Nuestras mayores torpezas sexuales
- Está genial ponerle una pizca picante a la relación, pero teniendo en cuenta que tus fantasías no son siempre las suyas. Un traje de Superhéroe o de Caperucita Roja pueden alimentar el morbo o el sonrojo.
- La mala higiene o los gestos soeces matan la libido sin derecho a réplica y con pocas posibilidades de tomarlo con humor.
- La falta de pericia al desabrochar un sujetador o desabotonar una camisa desborda la paciencia de cualquiera.
- El desenfreno debe reservar un lugar al sentido común. Por ejemplo, no perder de vista las llaves de las esposas.
- Hay que dejar el teléfono móvil en silencio.
- En momentos de lujuria no se puede ser un bocazas. ¿A qué viene hablar de ex, hacer comparaciones, pedir compromiso o planificar el futuro?

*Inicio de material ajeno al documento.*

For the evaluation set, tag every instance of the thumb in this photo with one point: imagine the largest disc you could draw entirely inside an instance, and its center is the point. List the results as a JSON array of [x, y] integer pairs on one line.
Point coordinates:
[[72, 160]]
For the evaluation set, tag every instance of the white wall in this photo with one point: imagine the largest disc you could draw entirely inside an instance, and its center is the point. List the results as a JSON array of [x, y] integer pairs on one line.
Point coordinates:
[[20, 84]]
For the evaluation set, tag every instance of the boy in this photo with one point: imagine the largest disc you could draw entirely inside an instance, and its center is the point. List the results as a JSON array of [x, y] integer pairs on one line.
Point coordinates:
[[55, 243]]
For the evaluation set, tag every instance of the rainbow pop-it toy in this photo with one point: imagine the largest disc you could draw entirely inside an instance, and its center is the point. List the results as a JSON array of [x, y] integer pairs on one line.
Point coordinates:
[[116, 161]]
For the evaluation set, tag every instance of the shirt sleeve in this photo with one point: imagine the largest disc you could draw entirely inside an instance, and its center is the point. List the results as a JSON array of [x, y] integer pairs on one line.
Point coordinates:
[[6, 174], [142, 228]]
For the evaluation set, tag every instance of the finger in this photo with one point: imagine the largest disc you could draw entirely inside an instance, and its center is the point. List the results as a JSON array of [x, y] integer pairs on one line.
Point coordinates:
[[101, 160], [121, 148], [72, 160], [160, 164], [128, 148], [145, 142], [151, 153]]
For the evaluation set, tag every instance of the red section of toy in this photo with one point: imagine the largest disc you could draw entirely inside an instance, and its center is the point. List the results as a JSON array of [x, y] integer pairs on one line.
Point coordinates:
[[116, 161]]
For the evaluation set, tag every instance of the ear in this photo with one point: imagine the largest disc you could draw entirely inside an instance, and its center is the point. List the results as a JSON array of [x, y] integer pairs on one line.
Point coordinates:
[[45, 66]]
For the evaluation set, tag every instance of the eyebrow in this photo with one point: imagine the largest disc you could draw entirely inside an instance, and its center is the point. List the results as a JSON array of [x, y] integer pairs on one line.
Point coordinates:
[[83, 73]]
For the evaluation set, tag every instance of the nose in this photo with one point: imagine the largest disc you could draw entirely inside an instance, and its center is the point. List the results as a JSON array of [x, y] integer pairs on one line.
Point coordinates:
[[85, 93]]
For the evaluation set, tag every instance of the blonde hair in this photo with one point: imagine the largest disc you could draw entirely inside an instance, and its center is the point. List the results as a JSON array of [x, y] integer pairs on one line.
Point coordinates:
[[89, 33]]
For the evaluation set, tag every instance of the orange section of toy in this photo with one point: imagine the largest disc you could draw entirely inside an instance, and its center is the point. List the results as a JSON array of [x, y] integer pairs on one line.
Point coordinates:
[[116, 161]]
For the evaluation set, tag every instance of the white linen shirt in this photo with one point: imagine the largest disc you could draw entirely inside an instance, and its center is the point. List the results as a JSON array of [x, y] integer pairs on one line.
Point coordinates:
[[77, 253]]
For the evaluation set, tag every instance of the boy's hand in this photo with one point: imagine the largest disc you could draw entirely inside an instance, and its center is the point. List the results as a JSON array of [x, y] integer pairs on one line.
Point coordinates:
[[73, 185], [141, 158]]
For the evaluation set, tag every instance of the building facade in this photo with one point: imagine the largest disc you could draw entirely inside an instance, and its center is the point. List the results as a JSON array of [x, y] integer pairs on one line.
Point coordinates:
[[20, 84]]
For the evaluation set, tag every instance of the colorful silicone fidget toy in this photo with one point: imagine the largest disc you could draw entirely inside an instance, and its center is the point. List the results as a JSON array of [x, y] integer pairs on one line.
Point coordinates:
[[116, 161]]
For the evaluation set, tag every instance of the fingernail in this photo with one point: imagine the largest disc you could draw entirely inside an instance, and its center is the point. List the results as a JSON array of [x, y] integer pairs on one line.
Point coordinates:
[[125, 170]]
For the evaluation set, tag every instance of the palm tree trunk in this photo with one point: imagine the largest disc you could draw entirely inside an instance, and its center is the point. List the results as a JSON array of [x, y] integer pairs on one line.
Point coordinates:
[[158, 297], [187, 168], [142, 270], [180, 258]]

- El salto del tigre u otras hazañas sexuales no dejan de ser emocionantes, siempre que ninguno de los dos acabe hiriendo con uñas o dientes las partes más sensibles del otro.

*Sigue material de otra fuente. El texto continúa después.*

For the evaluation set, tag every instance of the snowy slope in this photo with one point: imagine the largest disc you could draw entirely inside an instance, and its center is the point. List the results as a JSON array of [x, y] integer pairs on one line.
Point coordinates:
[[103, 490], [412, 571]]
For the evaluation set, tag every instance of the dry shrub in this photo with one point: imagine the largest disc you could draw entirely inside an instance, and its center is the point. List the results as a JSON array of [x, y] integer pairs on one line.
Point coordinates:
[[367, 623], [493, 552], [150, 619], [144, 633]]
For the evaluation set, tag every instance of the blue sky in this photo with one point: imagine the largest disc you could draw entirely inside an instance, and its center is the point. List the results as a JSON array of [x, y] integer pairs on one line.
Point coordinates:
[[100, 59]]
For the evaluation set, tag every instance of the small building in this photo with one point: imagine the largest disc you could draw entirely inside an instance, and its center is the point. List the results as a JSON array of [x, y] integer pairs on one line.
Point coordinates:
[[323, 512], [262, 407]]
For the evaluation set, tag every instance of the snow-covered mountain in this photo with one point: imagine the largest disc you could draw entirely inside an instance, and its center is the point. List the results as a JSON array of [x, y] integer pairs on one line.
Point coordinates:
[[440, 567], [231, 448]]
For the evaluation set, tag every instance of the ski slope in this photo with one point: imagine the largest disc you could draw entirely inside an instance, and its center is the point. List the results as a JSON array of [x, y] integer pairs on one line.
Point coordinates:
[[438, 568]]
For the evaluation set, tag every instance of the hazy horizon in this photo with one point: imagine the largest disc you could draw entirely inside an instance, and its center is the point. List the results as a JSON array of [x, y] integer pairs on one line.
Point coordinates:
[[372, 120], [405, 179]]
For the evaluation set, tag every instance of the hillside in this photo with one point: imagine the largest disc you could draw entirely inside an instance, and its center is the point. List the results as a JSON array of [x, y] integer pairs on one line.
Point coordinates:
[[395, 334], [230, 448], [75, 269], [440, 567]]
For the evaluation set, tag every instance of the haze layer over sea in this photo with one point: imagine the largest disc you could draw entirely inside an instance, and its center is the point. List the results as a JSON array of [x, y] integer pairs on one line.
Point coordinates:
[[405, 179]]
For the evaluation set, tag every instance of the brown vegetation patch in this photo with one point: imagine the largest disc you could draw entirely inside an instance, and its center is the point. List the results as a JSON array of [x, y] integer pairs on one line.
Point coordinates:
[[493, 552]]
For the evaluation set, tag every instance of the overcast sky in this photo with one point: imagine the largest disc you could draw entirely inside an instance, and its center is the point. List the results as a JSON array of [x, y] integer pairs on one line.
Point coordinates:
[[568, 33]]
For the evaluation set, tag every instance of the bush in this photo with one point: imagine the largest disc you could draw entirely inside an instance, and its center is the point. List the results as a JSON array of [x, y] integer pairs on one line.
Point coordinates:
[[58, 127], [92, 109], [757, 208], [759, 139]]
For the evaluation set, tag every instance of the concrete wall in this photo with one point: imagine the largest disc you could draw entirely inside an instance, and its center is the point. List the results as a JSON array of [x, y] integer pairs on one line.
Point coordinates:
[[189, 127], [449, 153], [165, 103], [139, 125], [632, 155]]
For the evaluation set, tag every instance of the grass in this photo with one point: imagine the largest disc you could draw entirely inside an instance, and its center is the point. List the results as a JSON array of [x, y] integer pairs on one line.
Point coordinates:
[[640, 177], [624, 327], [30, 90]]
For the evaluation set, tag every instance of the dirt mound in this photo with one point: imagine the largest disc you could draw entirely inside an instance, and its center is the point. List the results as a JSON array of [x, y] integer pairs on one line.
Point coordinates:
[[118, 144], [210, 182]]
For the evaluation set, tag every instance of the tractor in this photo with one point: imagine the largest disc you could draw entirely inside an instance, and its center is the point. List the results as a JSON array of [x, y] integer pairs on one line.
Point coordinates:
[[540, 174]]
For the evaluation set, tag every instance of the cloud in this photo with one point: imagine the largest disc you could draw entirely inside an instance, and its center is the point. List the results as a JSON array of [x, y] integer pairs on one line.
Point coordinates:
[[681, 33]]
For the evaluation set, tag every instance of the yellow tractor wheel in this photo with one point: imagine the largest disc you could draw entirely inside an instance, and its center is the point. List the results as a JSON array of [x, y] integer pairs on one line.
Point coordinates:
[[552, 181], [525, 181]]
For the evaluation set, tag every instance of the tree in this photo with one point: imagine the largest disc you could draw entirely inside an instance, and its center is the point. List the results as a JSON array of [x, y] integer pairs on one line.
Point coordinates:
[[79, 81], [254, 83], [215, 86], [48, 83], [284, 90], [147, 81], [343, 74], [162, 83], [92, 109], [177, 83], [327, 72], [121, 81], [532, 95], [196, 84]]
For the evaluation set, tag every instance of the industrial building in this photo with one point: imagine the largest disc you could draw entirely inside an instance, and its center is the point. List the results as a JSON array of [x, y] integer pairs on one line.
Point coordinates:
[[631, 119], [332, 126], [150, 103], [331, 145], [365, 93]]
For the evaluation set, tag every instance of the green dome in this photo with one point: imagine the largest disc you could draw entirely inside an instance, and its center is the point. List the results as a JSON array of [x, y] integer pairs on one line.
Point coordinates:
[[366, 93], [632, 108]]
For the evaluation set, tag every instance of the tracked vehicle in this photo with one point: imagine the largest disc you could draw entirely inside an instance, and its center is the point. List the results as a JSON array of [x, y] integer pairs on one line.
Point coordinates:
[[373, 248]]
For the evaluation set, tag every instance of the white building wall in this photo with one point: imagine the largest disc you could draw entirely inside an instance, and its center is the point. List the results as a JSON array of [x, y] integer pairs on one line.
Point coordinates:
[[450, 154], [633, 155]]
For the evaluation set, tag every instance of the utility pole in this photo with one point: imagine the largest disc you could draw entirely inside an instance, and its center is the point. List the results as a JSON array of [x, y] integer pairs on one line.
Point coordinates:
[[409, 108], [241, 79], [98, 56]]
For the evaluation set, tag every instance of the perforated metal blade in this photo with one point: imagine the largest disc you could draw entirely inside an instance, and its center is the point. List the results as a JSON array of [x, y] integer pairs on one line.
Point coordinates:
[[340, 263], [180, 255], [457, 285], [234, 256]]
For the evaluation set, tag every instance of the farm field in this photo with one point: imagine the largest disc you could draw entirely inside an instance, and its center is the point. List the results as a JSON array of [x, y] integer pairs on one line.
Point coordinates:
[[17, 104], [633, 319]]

- Cada persona dispone de una ruta del placer muy personal que la pareja no tiene por qué conocer si no se le va guiando de modo adecuado.
- Si no somos muy habilidosos, ¿por qué empeñarse en la estrechez del ascensor o el poco romanticismo del baño?

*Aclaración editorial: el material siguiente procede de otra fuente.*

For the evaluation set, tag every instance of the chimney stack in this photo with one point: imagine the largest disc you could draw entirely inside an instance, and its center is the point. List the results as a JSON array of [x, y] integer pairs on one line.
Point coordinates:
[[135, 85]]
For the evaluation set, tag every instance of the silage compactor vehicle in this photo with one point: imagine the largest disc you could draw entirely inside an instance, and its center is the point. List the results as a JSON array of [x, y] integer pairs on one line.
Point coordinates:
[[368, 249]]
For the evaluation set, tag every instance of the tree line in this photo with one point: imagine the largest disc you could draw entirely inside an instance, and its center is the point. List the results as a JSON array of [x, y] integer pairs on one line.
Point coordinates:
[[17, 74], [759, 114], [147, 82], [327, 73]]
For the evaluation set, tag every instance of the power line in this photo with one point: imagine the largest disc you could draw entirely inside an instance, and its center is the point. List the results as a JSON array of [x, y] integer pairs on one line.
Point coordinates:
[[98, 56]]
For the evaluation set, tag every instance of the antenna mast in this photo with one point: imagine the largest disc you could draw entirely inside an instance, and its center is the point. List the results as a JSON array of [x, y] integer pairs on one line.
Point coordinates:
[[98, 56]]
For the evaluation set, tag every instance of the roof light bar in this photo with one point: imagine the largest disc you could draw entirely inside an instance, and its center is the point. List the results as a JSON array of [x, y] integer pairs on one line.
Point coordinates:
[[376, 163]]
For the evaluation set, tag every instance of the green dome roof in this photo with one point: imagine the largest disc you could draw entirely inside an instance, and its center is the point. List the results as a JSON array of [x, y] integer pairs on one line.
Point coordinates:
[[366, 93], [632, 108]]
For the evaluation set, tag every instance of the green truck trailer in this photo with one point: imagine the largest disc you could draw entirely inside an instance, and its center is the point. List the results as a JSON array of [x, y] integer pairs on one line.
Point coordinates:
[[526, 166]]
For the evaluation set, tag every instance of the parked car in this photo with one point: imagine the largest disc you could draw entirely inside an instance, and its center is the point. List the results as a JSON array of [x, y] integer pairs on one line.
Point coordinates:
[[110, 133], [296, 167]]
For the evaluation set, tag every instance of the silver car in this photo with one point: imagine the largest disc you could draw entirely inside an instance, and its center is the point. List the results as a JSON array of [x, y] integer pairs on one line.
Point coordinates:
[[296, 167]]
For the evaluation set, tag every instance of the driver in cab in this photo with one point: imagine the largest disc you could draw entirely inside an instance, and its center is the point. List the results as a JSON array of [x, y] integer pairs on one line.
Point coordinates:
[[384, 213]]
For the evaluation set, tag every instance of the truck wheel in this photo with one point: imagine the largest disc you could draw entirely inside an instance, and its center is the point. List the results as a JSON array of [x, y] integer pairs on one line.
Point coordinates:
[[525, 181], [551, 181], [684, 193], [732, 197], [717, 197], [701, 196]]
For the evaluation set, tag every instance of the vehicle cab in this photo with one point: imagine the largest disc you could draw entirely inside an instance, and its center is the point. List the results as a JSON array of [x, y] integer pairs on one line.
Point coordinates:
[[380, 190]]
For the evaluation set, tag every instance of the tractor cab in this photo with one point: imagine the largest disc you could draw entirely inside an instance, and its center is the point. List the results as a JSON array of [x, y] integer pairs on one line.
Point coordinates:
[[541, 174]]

- Si tampoco somos acróbatas, obstinarse en tomar las posturas del Kamasutra como modelo puede resultar muy ridículo.
- El sexo furtivo es excitante, pero se disparan las posibilidades de ser sorprendidos o de cometer meteduras de pata bastante acaloradas.
- No hay mayor torpeza que insistir en taparse la celulitis o apagar la luz para disimular los michelines. Deja que fluya la sexualidad.
- ¿Aún no hemos aprendido a usar el preservativo con soltura? Puede entonces que esta sea la primera y última cita.
- Como dice una de las columnas de Esther Balac, «cuando por fin encuentren nuestras zonas erógenas, no las traten como tuercas de carro».
- Un ‘no’ significa una negativa puntual, no un rechazo personal. Obcecarse sí conduce al rechazo.
- Usar juguetes sexuales es un gesto creativo y positivo, pero precipitarse al desplegar tu repertorio puede resultar una torpeza muy intimidante.